Method and apparatus to compress hydrogen gas with vapor control

Abstract

A method and apparatus for compressing gaseous hydrogen or other gases utilize a liquid compressor to achieve high pressure while controlling vapor content. Gaseous hydrogen from a source at an inlet pressure is compressed in a liquid compression chamber using an incompressible liquid, preferably water or a water-based liquid, to a predetermined pressure at which vapor in the compressed gas is below the required concentration level for applications. The compressed gas flows into a high-pressure gas chamber, where it is isolated from the compression liquid once the predetermined pressure is reached, ensuring the vapor content remains below a specified threshold. The compressed gas is then transferred to a storage tank at a lower storage pressure. Embodiments include cooling the high-pressure chamber, adding freezing-point-lowering additives to the liquid. The invention enhances compression efficiency, reduces costs, and meets stringent purity requirements for applications such as fuel cells.

Claims

1. A method for compressing gaseous hydrogen while controlling a concentration of water vapor in the compressed gaseous hydrogen, the method comprising: a. providing a source of gaseous hydrogen containing water vapor from 0 to 95% in volume, inclusive; b. delivering the gaseous hydrogen from said source into a first chamber having a fixed first volume until the gaseous hydrogen in said first chamber attains a first predetermined pressure; c. introducing an incompressible compression liquid water medium into said first chamber to compress said gaseous hydrogen contained therein, thereby reducing the volume occupied by said gaseous hydrogen and correspondingly increasing its pressure; d. permitting said gaseous hydrogen, during compression, to flow from said first b chamber to a second chamber of fixed second volume through a first means of fluid interconnection that allows passage of said hydrogen into said second chamber but prevents said compression liquid water from entering said second chamber, such that pressures in both chambers equalize and increase concurrently until a second predetermined pressure is established in said second chamber, wherein said second predetermined pressure is selected such that a vapor concentration in said gaseous hydrogen inside said second chamber is at or below a predefined concentration level; e. terminating fluid communication between said first chamber and said second chamber by closing said first fluid interconnection means when the pressure within said second chamber attains said second predetermined pressure level, thereby isolating said gaseous hydrogen within said second chamber from said gaseous hydrogen and said compression liquid water within said first chamber; f. transferring said isolated gaseous hydrogen from said second chamber to a storage tank through a second means of fluid interconnection, wherein said storage tank being configured to store said gaseous hydrogen at or below a third predetermined pressure level that is lower than said second predetermined pressure, and wherein a vapor concentration in said gaseous hydrogen within said storage tank is at or below said predefined concentration level.
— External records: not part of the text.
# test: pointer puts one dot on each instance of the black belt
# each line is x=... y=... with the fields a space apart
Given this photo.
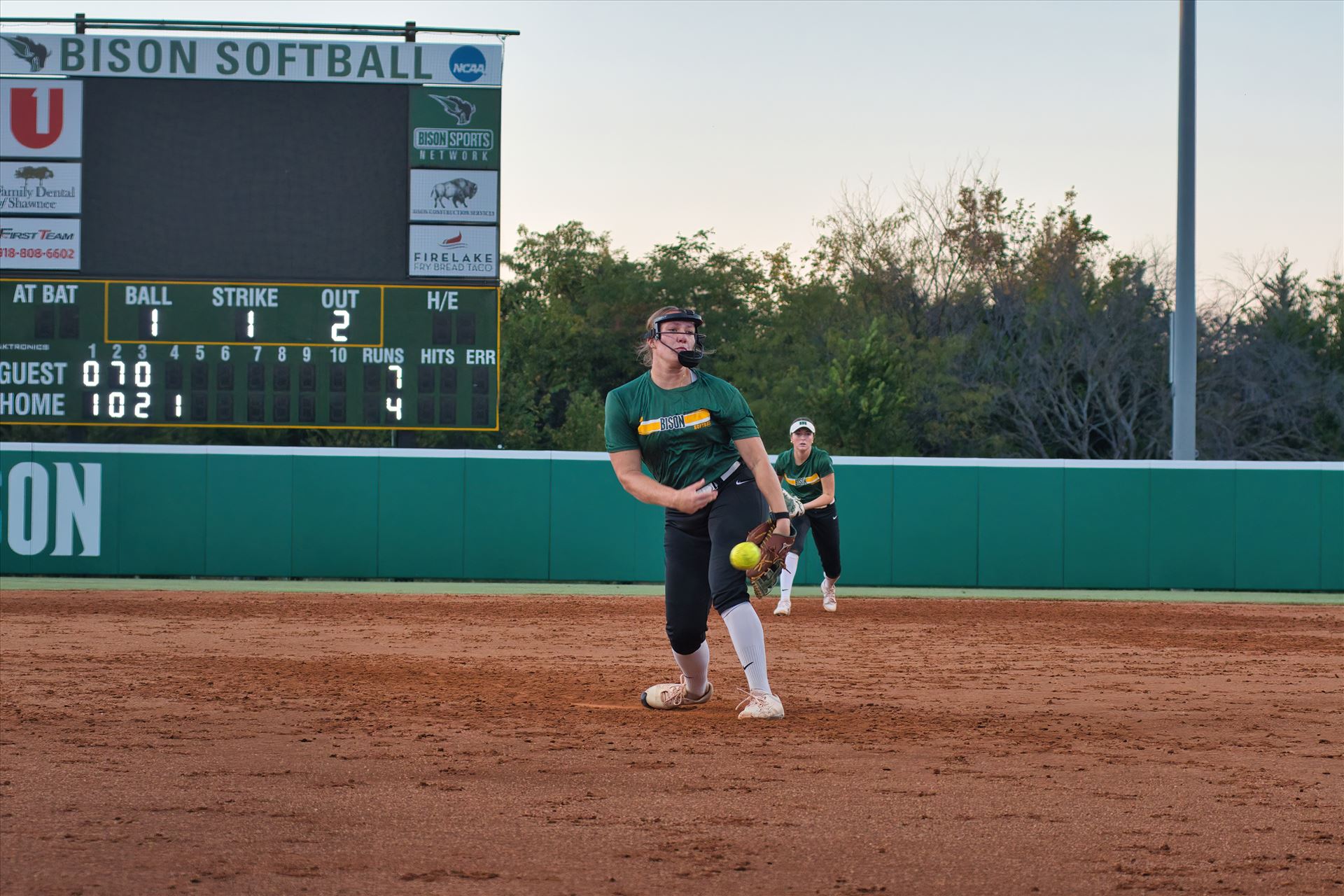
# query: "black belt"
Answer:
x=714 y=485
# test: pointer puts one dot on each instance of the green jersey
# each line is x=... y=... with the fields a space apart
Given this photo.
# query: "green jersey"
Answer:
x=804 y=480
x=683 y=434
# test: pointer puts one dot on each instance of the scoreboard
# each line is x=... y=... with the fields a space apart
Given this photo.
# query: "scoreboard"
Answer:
x=258 y=355
x=249 y=232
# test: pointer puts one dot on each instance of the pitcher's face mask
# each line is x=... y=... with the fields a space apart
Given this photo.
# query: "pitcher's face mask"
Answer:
x=691 y=356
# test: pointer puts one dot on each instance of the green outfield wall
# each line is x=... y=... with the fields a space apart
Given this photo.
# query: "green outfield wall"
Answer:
x=556 y=516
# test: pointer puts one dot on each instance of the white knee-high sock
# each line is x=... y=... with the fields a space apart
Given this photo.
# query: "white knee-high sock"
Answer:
x=790 y=568
x=749 y=641
x=695 y=666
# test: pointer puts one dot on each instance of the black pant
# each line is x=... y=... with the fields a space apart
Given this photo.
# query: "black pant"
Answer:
x=825 y=524
x=696 y=548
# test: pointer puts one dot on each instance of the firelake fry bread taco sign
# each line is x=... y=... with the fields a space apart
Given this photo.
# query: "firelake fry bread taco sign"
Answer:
x=244 y=59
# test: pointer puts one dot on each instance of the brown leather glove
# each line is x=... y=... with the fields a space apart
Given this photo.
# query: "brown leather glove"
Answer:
x=774 y=548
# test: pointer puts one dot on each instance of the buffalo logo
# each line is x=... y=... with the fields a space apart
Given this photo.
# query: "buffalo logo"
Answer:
x=456 y=106
x=29 y=172
x=456 y=191
x=29 y=50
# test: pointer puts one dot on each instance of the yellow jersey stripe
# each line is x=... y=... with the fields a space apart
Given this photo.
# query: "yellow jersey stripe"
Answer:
x=691 y=421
2. The method as claimed in claim 1, wherein said first means for fluidly interconnecting said first chamber and said second chamber remains closed during the transfer of said gaseous hydrogen from said second chamber to said storage tank.

3. The method for compressing gaseous hydrogen of claim 1, wherein said second predetermined pressure ranges from 100 to 5000 bars, inclusive, and the compression temperature in the first chamber ranges from 0.1 C. to 50 C., inclusive, with both said second predetermined pressure and said compression temperature selected such that the vapor content of the gaseous hydrogen within said second chamber at said second predetermined pressure is at or below the predefined concentration level.

4. The method for compressing gaseous hydrogen of claim 1, further comprising b measuring and monitoring a vapor content in the gaseous hydrogen inside said second chamber using a vapor measurement device, wherein said second predetermined pressure b is achieved when the vapor content inside said second chamber is at or below the predefined concentration level.

5. The method for compressing gaseous hydrogen of claim 1, further comprising a temperature control device configured to maintain the temperature inside said second chamber at a predetermined temperature ranging from 50 C. to 50 C., inclusive, wherein the predetermined temperature is selected such that a vapor content in the gaseous hydrogen within said second chamber at said second predetermined pressure is at or below the predefined concentration level.

6. The method according to claim 1, wherein one or more inorganic compounds are added to said liquid water to form a compression liquid, said compression liquid having a lower freezing temperature relative to pure water, thereby enabling the compression process in said first chamber to be conducted below a freezing temperature of pure water.

7. The method according to claim 6, wherein the one or more inorganic compounds are selected from a group consisting of sodium chloride (NaCl), calcium chloride (CaCl.sub.2), magnesium chloride (MgCl.sub.2), and mixtures thereof, and are introduced into said liquid water in concentrations not exceeding their respective solubility limits in water at a compression temperature.

Description

BRIEF DESCRIPTION OF THE DRAWINGS

(1) FIG. 1 is a schematic diagram of compressing hydrogen in accordance with the present invention.

(2) FIG. 2 is a schematic diagram of compressing hydrogen of FIG. 1, having a thermally insulated high-pressure gas chamber.

(3) FIG. 3 is a schematic diagram of three-stage hydrogen compression in accordance with the present invention.

(4) FIG. 4 is a schematic diagram of compressing hydrogen of FIG. 1, having multiple high-pressure gas chambers.

(5) FIG. 5 is a schematic diagram of compressing hydrogen of FIG. 1, having multiple liquid compression chambers.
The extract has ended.